Diamond Infinite Edge. Both my boys shoot them. They started at 8 yrs and 11 yrs old and have been at it for 2 years now. My youngest started at 8lbs of draw weight, he's up to 20lbs now and a couple more inches of draw length. Buy from a good local bow shop and they can measure her and get the bow setup for her. They will go all the way to 70lbs.


----------



## big john o (Aug 12, 2005)

Where do you go to find a good youth bow ? Are there any places around town with a good selection ? I went to bass pro on 288 and they really didn't have much for a 12 Y/O girl.


----------



## nitrofish (Jul 31, 2006)

I bought my daughter a bow from West Houston Archery. They are on I-10 around Kirkwood. I bought her a Mission bow, the Hype DT i think it was, that they had set up as a package. It is adjustable in both draw length and draw weight. it has a wide range of adjustment and will be able to be adjusted as she grows.
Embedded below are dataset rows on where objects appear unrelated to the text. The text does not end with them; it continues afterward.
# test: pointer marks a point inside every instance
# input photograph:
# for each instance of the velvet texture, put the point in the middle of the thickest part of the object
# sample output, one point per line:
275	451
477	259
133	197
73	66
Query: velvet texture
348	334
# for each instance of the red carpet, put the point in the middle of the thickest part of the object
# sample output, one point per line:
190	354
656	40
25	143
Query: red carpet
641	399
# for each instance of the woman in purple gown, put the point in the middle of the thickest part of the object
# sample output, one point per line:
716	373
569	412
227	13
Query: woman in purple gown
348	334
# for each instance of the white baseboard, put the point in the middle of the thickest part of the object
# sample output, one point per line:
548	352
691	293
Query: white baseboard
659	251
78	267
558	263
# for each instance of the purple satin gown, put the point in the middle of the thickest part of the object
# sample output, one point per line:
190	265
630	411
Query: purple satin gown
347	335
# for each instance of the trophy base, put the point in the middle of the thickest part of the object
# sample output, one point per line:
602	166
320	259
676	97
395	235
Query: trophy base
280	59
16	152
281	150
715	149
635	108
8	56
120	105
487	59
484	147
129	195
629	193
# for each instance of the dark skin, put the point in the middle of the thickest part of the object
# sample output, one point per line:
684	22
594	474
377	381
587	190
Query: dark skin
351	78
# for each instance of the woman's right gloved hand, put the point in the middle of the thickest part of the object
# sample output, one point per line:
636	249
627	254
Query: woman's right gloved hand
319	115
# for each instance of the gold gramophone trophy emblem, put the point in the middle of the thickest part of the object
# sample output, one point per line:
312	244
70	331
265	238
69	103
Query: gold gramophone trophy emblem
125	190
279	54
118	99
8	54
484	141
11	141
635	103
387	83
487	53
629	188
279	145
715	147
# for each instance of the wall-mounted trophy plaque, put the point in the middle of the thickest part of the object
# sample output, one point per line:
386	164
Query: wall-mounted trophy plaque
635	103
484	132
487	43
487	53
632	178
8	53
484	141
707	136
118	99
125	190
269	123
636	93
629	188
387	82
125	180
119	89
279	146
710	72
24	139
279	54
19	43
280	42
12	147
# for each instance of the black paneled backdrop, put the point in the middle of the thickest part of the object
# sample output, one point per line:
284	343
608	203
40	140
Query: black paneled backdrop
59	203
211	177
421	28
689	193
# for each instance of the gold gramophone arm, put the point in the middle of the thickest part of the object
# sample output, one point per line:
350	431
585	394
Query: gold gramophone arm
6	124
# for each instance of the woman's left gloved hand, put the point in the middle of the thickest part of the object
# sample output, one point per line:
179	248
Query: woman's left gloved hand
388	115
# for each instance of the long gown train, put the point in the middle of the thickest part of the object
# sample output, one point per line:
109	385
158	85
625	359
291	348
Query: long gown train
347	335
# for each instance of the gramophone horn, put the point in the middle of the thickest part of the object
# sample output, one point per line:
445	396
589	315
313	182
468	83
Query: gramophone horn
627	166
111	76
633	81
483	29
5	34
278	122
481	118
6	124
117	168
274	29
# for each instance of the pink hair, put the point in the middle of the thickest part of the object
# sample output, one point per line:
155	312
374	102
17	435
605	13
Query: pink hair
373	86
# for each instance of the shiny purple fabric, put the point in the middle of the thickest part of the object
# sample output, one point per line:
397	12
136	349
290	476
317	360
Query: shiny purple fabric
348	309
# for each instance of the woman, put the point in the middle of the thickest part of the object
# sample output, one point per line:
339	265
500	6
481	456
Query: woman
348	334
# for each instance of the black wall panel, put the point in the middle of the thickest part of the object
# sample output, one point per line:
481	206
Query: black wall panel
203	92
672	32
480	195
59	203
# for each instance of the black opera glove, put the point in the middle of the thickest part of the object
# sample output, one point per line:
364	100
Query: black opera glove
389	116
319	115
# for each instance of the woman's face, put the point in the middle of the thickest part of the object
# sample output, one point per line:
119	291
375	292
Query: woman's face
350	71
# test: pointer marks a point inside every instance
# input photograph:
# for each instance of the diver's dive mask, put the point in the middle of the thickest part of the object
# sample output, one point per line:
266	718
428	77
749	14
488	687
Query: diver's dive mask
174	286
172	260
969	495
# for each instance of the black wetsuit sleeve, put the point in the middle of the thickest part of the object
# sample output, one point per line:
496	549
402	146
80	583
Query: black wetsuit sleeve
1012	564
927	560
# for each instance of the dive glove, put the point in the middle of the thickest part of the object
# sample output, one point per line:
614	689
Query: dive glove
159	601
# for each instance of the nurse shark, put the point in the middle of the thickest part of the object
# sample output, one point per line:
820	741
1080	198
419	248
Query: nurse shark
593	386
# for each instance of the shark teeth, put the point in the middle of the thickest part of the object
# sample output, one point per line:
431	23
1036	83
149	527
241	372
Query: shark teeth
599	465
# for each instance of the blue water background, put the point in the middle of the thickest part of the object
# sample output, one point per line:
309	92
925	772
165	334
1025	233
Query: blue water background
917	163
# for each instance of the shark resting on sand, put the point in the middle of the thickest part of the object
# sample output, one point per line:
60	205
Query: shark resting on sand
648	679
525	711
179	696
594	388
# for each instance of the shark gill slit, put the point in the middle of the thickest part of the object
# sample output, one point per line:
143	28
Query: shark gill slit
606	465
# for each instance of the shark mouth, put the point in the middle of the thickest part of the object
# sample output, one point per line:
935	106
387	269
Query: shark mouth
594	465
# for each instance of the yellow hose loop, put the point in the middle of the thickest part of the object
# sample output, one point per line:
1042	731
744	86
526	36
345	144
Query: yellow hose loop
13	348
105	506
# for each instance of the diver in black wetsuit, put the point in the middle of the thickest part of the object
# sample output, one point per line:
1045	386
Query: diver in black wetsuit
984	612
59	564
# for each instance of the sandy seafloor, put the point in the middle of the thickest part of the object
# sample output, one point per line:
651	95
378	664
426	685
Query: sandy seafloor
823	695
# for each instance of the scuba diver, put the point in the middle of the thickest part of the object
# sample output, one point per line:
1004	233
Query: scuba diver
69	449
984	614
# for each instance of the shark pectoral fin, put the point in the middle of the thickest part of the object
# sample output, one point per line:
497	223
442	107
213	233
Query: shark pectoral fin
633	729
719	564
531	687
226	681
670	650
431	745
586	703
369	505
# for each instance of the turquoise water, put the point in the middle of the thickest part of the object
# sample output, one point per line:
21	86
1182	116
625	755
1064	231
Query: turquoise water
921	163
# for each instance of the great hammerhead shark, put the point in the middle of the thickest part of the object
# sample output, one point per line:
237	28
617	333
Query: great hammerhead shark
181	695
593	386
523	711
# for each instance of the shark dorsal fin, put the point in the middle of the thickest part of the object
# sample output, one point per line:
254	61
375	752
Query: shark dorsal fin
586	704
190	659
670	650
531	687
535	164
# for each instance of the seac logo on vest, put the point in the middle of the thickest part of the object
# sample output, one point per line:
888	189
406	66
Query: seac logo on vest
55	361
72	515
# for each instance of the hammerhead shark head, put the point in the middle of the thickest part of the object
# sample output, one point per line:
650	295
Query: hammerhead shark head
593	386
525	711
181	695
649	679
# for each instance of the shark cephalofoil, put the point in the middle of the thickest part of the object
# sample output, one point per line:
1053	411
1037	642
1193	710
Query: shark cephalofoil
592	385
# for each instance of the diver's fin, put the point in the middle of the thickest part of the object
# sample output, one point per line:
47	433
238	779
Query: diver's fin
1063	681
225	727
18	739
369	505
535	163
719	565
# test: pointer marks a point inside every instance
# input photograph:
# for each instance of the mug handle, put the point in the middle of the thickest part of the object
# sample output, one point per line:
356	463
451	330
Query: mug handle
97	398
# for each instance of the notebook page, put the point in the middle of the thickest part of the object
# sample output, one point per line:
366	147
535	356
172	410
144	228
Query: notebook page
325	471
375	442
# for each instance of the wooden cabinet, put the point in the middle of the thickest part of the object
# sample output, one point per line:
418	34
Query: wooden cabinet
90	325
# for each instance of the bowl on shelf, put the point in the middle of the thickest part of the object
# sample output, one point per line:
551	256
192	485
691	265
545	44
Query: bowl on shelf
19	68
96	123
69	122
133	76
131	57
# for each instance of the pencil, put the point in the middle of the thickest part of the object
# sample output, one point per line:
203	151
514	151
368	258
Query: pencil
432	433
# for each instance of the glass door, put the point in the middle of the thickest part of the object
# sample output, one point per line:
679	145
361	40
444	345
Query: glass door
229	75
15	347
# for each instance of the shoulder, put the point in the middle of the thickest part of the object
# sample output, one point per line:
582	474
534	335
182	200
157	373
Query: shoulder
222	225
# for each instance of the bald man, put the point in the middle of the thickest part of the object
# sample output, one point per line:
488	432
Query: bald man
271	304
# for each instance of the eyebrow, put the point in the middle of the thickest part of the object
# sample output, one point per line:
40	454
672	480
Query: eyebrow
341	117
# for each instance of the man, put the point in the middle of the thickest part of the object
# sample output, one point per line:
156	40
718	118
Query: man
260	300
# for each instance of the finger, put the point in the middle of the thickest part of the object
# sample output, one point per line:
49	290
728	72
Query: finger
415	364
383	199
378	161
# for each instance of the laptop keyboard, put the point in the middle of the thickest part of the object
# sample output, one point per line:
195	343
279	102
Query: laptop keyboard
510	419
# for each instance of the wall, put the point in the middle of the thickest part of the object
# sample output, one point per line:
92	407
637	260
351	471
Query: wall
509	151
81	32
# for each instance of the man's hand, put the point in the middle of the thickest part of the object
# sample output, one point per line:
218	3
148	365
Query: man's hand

It shoots really well and they were very good at getting the bow set up to fit her. I hope this helps.
http://missionarchery.com/product/hypedt/


----------



## Whitebassfisher (May 4, 2007)

big john o said:


> Where do you go to find a good youth bow ? Are there any places around town with a good selection ? I went to bass pro on 288 and they really didn't have much for a 12 Y/O girl.


I have very strong opinions on several subjects, and archery is one of them. :walkingsm
Don't deal with Bass Pro or Cabelas or Dicks or Academy when it comes to getting a bow. The hired help at these big stores won't have the archery knowledge a huge majority of the time to really help you. Go to an actual archery shop.

Archery can be a fun, clean and rewarding hobby. She has an interest so support her.


----------



## Bird (May 10, 2005)

Whitebassfisher said:


> I have very strong opinions on several subjects, and archery is one of them. :walkingsm
> Don't deal with Bass Pro or Cabelas or Dicks or Academy when it comes to getting a bow. The hired help at these big stores won't have the archery knowledge a huge majority of the time to really help you. Go to an actual archery shop.
> 
> Archery can be a fun, clean and rewarding hobby. She has an interest so support her.


^^this is good advice. I go to Santa Fe archery because it is close and I get great service there. I have heard good things about West Houston Archery too.


----------



## Screeminreel (Jun 2, 2004)

> Where do you go to find a good youth bow ? Are there any places around town with a good selection ?


As mentioned Sante Fe, Triple Edge in Crosby, or the Bow Zone up on Treashwig just before you get to Carter's Country on the left. Give them a call and see what they have before you head over. They will all set her up right and proper before she leaves.


----------